Sunday 12 March 2006

Benzo[a]pyrene, C20H12, is a five-ring polycyclic aromatic hydrocarbon that is mutagenic and highly carcinogenic. It is a crystalline yellow solid.

Benzo[a]pyrene is a product of incomplete combustion at temperatures between 300 and 600°C. Is found in coal tar, in automobile exhaust fumes (especially from diesel engines), tobacco smoke, and in charbroiled food.

Recent studies have revealed that levels of benzopyrene in burnt toast are significantly higher than once thought, although it is unproven whether burnt toast is itself carcinogenic.

DNA interactions

Benzo[a]pyrene diol epoxide ((+)-7R,8S-dihydroxy-9S,10R-epoxy-7,8,9,10-tetrahydrobenzo[a]pyrene) (BPDE) is the carcinogenic product of three enzymatic reactions.

Benzo[a]pyrene is first activated by cytochrome P4501A1 to form (+)-benzo[a]pyrene 7,8-oxide among other products. Next, (+)-benzo[a]pyrene 7,8-oxide is metabolized by epoxide hydrolase to yield (-)-benzo[a]pyrene-7,8,dihydrodiol.

(-)-benzo[a]pyrene-7,8,dihydrodiol forms the ultimate carcinogen after reacting with cytochrome P4501A1 to yield benzopyrene diol epoxide ((+)-7R,8S-dihydroxy-9S,10R-epoxy-7,8,9,10-tetrahydrobenzo[a]pyrene).

The two carbons of the epoxide are electrophillic, due to an unequal sharing of electrons with the oxygen.

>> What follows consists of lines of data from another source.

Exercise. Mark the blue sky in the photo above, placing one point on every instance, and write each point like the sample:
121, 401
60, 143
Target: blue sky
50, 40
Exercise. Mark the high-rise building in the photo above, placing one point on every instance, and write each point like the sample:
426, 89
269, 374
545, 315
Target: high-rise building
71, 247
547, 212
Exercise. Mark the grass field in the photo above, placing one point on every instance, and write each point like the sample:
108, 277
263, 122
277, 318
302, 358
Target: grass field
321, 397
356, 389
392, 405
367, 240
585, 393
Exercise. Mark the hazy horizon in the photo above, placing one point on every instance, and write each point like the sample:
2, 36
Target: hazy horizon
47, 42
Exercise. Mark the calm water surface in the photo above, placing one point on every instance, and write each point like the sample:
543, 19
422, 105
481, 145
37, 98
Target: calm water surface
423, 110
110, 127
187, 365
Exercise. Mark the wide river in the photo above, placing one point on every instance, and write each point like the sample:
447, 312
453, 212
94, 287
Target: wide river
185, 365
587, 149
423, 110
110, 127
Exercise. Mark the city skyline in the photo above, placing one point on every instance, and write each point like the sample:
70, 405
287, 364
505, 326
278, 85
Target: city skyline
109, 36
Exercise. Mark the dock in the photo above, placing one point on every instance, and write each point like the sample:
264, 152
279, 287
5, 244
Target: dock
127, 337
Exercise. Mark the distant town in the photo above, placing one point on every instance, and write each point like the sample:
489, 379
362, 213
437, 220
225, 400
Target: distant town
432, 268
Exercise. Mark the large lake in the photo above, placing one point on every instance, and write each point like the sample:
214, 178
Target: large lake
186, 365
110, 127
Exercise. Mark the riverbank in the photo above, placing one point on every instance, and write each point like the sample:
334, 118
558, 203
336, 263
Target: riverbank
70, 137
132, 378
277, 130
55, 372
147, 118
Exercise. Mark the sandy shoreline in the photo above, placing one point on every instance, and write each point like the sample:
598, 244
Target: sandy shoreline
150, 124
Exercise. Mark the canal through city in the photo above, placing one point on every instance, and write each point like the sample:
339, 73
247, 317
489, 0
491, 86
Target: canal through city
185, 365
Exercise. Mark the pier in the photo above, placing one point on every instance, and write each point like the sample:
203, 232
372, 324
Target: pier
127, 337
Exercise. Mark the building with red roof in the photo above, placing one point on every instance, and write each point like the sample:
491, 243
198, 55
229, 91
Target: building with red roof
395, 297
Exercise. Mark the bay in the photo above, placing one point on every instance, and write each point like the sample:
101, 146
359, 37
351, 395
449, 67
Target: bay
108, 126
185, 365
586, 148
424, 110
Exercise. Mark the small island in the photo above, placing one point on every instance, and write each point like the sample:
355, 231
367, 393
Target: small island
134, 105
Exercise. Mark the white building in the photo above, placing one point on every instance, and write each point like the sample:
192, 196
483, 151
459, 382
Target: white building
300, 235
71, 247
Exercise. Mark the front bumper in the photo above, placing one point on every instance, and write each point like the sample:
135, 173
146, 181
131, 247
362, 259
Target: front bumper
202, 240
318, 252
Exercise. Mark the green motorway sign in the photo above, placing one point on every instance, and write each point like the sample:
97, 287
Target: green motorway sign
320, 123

As a result, this molecule intercalates in DNA, covalently bonding to the nucleophillic guanine nucleobases at the N2 position.

A recent X-ray crystallography study shows this distorts the DNA. This can disrupt the normal process of copying DNA, and may lead to cancer. This mechanism of action is similar to that of aflatoxin which binds to the N7 position of guanine.

Benzo[a]pyrene induces high concentrations of cytochrome P4501A1 (CYP1A1) by binding to the AhR (aromatic hydrocarbon receptor) in the cytosol.

Upon binding the transformed receptor translocates to the nucleus where it dimerises with ARNT (aryl hydrocarbon nuclear traslocator) and then binds xenobiotic response elements (XREs) in DNA located upstream of certain genes.

This process increases transcription of certain genes, notably CYP1A1, followed by increased CYP1A1 protein production. This process is similar to induction of CYP1A1 by certain polychlorinated biphenyls and dioxins.